We can thus represent $\sl(2,\RR)$ graphically as the points $0,\pm1\in\RR$, representing $\sigma_z$ acting on itself and $\sigma_\pm$, respectively, connected by oriented arrows representing the action of $\sigma_\pm$, as shown in Figure 1. This diagram fully captures the algebraic description $\sl(2,\RR)$ acting on itself, the so-called adjoint representation of $\sl(2,\RR)$. Each of these statements can be reinterpreted as being about $\su(2)\otimes\CC$; Figure 1 is normally called the root diagram of $\su(2)$.

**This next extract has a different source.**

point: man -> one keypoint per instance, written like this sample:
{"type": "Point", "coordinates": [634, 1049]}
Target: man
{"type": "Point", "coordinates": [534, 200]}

We can now ask about more general representations of $\su(2)$, with $\rho(\su(2))$ acting on some vector space $V$. The commutation relations (\ref{su2comm}) show that $\sigma_0$ is diagonal in the given basis. It turns out that $L_z=\rho(\sigma_0)$ is diagonalizable in any representation $\rho$, 1) so we can choose a basis for $V$ consisting entirely of eigenvectors of $L_z$. If $w\ne0$ is one such eigenvector, we have \begin{equation} L_z w = \lambda w \end{equation} for some $w\in\CC$. Letting $L_\pm=\rho(\sigma_\pm)$, we have \begin{equation} L_z L_\pm w = [L_z,L_\pm] w + L_\pm L_z w = \pm L_\pm w + L_\pm \lambda w = (\lambda\pm1) L_\pm w \end{equation} Thus, $L_\pm w$ is also an eigenvector of $L_z$, with eigenvalue $\lambda\pm1$.

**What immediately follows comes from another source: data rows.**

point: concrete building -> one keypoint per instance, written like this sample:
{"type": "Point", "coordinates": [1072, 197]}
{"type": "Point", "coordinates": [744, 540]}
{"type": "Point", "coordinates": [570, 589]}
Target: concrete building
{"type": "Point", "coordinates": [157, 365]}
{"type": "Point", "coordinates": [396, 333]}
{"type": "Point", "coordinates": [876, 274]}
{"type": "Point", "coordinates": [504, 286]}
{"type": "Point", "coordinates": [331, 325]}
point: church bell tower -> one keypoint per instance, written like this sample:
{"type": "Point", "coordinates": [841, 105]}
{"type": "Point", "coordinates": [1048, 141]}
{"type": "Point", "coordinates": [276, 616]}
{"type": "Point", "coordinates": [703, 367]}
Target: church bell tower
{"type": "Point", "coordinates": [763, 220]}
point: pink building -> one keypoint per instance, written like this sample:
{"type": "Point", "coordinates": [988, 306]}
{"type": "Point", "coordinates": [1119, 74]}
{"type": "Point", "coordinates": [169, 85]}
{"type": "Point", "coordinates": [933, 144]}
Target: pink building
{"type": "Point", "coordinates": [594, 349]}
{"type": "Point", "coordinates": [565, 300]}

We want $V$ to be an irreducible representation of $\su(2)$, by which we mean that there should be no (nonzero, proper) subrepresentations of $\su(2)$ in $V$. Thus, acting repeatedly on $w$ with $L_\pm$ must generate a basis for $V$, as any vector not contained in the resulting span would itself generate a disjoint subrepresentation.

We also want $V$ to be finite. Since we are changing the eigenvalue at each step, this can only happen if there is a “biggest” eigenvalue. That is, we can assume without loss of generality that \begin{equation} L_+ w = 0 \end{equation} and that the remaining basis vectors are obtained by repeated action of $L_-$.

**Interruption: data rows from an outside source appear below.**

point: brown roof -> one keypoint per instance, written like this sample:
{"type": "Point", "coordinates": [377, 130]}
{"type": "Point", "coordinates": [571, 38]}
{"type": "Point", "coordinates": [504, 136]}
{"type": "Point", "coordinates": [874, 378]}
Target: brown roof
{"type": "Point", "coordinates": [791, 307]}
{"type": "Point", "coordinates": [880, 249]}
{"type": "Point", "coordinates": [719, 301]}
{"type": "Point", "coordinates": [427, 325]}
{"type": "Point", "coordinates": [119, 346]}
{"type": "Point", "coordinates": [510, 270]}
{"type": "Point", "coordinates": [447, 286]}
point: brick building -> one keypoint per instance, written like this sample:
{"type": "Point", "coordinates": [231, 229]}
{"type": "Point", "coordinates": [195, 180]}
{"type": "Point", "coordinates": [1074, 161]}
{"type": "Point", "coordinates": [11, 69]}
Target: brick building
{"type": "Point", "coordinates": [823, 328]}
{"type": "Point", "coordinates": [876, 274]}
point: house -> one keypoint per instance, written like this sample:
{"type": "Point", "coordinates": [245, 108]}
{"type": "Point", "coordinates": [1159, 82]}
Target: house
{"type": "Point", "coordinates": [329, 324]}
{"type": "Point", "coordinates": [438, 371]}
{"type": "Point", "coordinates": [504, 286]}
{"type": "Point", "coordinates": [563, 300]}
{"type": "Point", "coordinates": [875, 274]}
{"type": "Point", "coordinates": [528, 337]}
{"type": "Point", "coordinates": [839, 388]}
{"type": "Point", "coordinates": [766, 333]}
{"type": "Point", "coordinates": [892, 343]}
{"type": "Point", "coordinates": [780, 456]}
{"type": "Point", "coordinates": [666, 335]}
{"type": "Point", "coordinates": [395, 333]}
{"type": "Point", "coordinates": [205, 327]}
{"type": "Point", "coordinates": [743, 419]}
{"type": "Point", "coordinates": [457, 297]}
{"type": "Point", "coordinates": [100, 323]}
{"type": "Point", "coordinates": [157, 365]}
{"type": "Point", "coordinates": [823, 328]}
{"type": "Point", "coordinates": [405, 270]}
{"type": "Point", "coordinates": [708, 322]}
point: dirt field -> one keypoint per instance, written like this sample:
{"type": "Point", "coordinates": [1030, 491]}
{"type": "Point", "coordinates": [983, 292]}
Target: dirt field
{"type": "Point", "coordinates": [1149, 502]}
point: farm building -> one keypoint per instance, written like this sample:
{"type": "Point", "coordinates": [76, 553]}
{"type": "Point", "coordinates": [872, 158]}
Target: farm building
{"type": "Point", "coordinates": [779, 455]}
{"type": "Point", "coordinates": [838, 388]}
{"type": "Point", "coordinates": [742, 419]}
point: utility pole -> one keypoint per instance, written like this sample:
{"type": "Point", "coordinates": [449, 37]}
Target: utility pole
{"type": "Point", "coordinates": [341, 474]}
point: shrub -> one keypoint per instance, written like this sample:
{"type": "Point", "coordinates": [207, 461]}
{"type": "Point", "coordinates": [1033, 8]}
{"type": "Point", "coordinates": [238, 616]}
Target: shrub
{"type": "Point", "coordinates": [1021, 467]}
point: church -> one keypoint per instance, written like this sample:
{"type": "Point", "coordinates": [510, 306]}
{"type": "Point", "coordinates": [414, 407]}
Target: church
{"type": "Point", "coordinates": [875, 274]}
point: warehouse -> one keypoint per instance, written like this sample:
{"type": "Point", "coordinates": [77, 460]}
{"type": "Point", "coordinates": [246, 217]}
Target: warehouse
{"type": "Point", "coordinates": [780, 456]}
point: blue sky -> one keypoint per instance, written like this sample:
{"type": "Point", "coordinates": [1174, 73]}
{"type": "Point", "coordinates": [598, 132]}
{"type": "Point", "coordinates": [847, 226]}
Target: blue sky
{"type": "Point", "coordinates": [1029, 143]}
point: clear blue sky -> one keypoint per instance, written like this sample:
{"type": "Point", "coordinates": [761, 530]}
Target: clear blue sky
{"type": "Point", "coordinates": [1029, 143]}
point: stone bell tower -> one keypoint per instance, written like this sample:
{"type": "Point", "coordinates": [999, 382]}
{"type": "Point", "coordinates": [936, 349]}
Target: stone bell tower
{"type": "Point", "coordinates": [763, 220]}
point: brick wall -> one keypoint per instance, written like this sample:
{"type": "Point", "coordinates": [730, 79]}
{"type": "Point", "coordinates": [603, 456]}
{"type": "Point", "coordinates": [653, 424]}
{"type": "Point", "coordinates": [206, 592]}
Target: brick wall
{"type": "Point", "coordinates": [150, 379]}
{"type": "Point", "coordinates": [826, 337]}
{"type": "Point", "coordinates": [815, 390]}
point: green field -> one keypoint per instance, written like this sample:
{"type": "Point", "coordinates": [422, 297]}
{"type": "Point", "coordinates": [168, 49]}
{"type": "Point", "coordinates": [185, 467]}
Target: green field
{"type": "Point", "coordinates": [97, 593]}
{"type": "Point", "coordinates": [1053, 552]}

We now compute \begin{align} L_+L_- w &= [L_+,L_-] w + L_-L_+ w = 2L_z w = 2\lambda w \\ L_+L_- L_-w &= [L_+,L_-] L_-w + L_-L_+L_- w \nonumber\\ &= 2 L_zL_-w + 2\lambda L_-w = 2(2\lambda-1) L_w \\ \vdots\qquad &= \qquad\qquad\vdots \nonumber\\ L_+(L_-)^k w &= … = \bigl(2k\lambda-k(k-1)\bigr) (L_-)^{k-1} w \label{Lmax} \end{align} But for $V$ to be finite, $(L_-)^k w$ must be zero for some positive integer $k$. Assume that $k$ is the smallest such integer. Then $(L_-)^{k-1}$ is not zero, and therefore \begin{equation} 2k\lambda-k(k-1)=0 \end{equation} by (\ref{Lmax}). Since $k\ne0$, we conclude first of all that \begin{equation} \lambda = \frac{k-1}{2} \end{equation} is an integer or half-integer, so that there are $k=2\lambda+1$ basis vectors, with eigenvalues \begin{equation} \lambda, \lambda-1, …, \lambda-2\lambda=-\lambda . \end{equation}

We conclude that there is exactly one (irreducible) representation of $\su(2)$ for each dimension $k\ge2$, with eigenvalues $\{-\frac{k-1}{2},…,\frac{k-1}{2}\}$. Put differently, we can reproduce the commutation relations (\ref{su2comm}) using $n\times n$ matrices for any $n\ge2$, and can do so in essentially just one way (up to change of basis).